Tuer un homme - ARTE
Durée : 01:24:18

Tendre et pudique, Matteo Belmonte (Frédéric Pierrot) n’a jamais rien fait d’autre que de mener une vie paisible et digne. Mari et père aimant, travailleur acharné depuis trente ans pour faire tourner avec sa femme Christine (Valérie Karsenti) la bijouterie familiale, ce quinquagénaire va voir son existence basculer un matin quand un braqueur fait irruption dans sa boutique. Tenue en joue, Christine refuse de céder aux menaces, Matteo prend peur, saisit un pistolet, tire et blesse mortellement le malfaiteur. La scène est rapide, fulgurante. Elle est le point de rupture d’un quotidien sans histoire au centre duquel vient de s’ouvrir un précipice.

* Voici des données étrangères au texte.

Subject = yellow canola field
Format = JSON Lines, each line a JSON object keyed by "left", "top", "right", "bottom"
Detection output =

Matteo n’a pas voulu tuer. Sa femme a bien conscience qu’il a agi pour la défendre. Sa fille ne peut imaginer que son père puisse être un meurtrier. Pas plus que son fils, qui se démènera pour lui éviter la prison. Il n’empêche : tuer un homme n’est pas rien. De cet acte, chacun aura à ­répondre, s’interroger (sur soi et ce qui l’entoure), se sentir responsable ou pas. Tel est en tout cas le propos sur lequel se concentre avec tact le téléfilm d’Isabelle Czajka dont le titre nous ­livre d’ailleurs clairement la clé.

Valérie Karsenti | © Emilie de la Hosseraye

Guidés par une même intention, la mise en scène et le scénario de Pierre Chausson et Olivier Gorce marchent de concert. S’attachant aux personnages et aux chemins ténus qu’emprunte leur conscience. Saisissant l’intime (la décomposition de Matteo, la dislocation de son couple) et le collectif qui, dans cette petite ville du Sud en plein déclin social, cède à la tentation du repli identitaire, du racisme, de l’extrême droite. Le téléfilm ne néglige aucun de ces thèmes sans en favoriser un seul en particulier et sans prendre parti.

Isabelle Czajka filme la mort qui s’insinue dans l’esprit des vivants, au sein de la famille Belmonte, mais aussi la colère qui s’empare de la société civile dont une partie s’organise pour plaider le droit à la légitime défense. Des existences apparaissent, se précisent, se désarticulent durant les longs mois qui suivent le crime. Des existences incarnées par des acteurs capables de se soustraire au sensationnel, au profit d’une humilité qui sied à leurs personnages d’homme et de femme ordinaires. Dans ce registre d’émotion contenue, Frédéric Pierrot et Valérie Karsenti sont admirables.

Tuer un homme, d’Isabelle Czajka. Avec Frédéric Pierrot, Valérie Karsenti, Eva Lallier, Eric Pucheu (Fr., 2016, 85 min).